Not just sports but an active teaching-system was built up in the camps. The YMCA and the German Red Cross took care of the needed books. Primary the YMCA supported the camps very well and, compared with the other custody countries, arranged even the most unusual things. Musical instruments, stage material for a theater, seeds for kitchen gardens, equipment for beekeeping or little chicks and ducks to fatten them for the Christmas-dinner. Particularly grateful were all POW to Mr. Moodie who was YMCA secretary. Supposedly in Murchison was even a parrot. He was removed from the camp because he allways shouted "Heil Hitler" and since that day he croaked only a curse in English.
Because of the large distance to the native country the prisoners paid an impact send their letters by air mail transport.

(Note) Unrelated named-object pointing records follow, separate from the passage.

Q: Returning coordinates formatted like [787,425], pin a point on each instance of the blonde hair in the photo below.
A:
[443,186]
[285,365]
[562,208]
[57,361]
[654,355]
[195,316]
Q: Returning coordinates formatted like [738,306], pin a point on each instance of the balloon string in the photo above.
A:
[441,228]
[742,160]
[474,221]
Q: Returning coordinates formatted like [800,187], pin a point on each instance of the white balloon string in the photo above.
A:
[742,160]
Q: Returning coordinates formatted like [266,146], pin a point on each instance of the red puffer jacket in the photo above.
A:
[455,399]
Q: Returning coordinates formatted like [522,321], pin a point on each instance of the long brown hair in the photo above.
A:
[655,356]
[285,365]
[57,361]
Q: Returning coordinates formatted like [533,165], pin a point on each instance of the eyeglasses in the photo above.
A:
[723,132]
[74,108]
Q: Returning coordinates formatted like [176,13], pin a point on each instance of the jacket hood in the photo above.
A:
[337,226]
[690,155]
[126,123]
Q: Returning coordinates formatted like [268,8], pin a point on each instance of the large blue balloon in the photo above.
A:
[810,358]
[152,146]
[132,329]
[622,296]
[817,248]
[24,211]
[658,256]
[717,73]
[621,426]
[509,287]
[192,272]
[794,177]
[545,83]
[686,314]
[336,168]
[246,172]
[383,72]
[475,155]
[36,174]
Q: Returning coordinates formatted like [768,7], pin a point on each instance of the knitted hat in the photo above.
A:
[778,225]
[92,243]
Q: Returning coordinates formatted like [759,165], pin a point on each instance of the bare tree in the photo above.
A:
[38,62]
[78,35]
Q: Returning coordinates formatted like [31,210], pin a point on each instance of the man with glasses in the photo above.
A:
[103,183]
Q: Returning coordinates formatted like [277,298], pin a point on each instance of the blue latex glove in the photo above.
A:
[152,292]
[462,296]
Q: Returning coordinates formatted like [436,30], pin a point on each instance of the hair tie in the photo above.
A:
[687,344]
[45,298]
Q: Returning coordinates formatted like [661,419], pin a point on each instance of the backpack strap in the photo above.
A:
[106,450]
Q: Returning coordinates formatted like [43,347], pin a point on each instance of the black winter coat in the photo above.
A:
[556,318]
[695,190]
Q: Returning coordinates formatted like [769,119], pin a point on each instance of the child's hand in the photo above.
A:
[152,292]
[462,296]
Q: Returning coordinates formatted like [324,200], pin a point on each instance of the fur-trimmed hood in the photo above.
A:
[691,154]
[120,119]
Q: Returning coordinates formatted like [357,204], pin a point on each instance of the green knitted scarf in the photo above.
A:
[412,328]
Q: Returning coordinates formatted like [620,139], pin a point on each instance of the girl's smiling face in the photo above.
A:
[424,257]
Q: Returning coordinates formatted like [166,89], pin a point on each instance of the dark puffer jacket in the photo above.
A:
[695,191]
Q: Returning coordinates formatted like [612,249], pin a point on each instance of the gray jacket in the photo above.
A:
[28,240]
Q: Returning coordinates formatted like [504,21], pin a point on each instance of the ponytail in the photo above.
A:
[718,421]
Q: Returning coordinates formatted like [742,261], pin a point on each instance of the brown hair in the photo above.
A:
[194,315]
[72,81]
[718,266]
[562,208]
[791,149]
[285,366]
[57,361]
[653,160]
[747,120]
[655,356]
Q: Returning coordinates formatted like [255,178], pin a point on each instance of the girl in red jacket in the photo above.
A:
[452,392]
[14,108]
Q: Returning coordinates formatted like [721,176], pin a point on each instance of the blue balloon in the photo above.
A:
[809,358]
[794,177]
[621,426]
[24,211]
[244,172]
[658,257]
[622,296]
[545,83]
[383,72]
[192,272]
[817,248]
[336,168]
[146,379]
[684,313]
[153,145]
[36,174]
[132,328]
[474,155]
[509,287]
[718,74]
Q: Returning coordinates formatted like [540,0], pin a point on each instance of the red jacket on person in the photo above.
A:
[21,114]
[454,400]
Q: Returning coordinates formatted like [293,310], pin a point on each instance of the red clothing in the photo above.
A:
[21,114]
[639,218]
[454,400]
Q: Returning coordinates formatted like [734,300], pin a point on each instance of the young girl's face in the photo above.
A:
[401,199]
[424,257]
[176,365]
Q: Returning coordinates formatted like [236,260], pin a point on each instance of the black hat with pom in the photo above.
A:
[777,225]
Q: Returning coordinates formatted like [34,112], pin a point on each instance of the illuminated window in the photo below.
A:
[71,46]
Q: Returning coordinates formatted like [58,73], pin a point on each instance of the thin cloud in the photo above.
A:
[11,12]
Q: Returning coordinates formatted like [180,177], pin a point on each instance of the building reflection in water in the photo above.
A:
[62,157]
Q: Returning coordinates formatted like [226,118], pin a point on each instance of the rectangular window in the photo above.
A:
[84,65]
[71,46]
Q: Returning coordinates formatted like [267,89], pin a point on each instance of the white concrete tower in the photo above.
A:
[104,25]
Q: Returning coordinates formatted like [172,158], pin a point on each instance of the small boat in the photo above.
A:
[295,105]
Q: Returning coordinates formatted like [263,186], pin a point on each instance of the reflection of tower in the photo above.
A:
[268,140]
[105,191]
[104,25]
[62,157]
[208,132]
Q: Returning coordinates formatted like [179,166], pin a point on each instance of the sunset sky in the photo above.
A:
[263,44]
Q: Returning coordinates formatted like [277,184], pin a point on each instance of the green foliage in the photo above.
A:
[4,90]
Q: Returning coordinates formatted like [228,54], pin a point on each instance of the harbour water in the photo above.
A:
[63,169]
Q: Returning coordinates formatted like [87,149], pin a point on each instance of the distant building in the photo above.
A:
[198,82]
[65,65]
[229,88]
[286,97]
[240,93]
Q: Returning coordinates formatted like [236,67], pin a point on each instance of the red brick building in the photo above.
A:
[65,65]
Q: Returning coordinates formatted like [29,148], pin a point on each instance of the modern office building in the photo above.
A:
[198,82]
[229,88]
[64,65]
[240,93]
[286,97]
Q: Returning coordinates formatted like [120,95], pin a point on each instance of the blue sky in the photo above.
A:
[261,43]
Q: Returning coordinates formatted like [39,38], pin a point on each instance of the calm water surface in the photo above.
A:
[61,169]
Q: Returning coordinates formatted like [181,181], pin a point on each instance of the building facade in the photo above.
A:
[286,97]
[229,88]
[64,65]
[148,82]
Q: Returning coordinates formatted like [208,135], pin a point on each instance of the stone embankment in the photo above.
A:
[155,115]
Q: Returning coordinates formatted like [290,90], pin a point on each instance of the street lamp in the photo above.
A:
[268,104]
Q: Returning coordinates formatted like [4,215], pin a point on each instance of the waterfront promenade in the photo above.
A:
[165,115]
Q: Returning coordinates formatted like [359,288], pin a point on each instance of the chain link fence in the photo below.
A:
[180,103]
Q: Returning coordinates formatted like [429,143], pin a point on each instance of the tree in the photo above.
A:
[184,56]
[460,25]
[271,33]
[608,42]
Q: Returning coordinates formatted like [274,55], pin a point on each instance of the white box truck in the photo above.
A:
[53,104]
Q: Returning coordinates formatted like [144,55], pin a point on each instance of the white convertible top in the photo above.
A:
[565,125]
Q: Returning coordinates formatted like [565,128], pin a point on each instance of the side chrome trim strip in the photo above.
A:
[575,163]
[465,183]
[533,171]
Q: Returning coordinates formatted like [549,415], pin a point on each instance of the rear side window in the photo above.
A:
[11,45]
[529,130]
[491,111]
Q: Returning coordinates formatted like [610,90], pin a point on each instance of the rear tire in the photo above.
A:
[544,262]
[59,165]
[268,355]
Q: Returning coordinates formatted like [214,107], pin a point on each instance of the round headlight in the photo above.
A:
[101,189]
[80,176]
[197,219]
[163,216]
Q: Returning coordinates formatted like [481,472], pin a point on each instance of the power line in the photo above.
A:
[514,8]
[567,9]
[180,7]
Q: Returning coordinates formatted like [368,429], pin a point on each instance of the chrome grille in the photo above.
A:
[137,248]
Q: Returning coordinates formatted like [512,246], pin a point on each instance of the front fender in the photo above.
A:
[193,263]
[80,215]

The prisoners were transported with the ship "Orontes" to Germany on January 22nd, 1947. During the journey of 5 weeks were only meager rations.
The conditions of life were extremely good in Australia and the former POW are still particularly grateful for this. But also "a gold-painted barbed wire is just barbed wire", though ". The seclusion and idleness lasting for years in the far of the distant continent also lead to problems, however. Despite hopeless prospects of reaching the native country the prisoners escaped. Five prisoners were able to stay in Australia after the repatriation-day.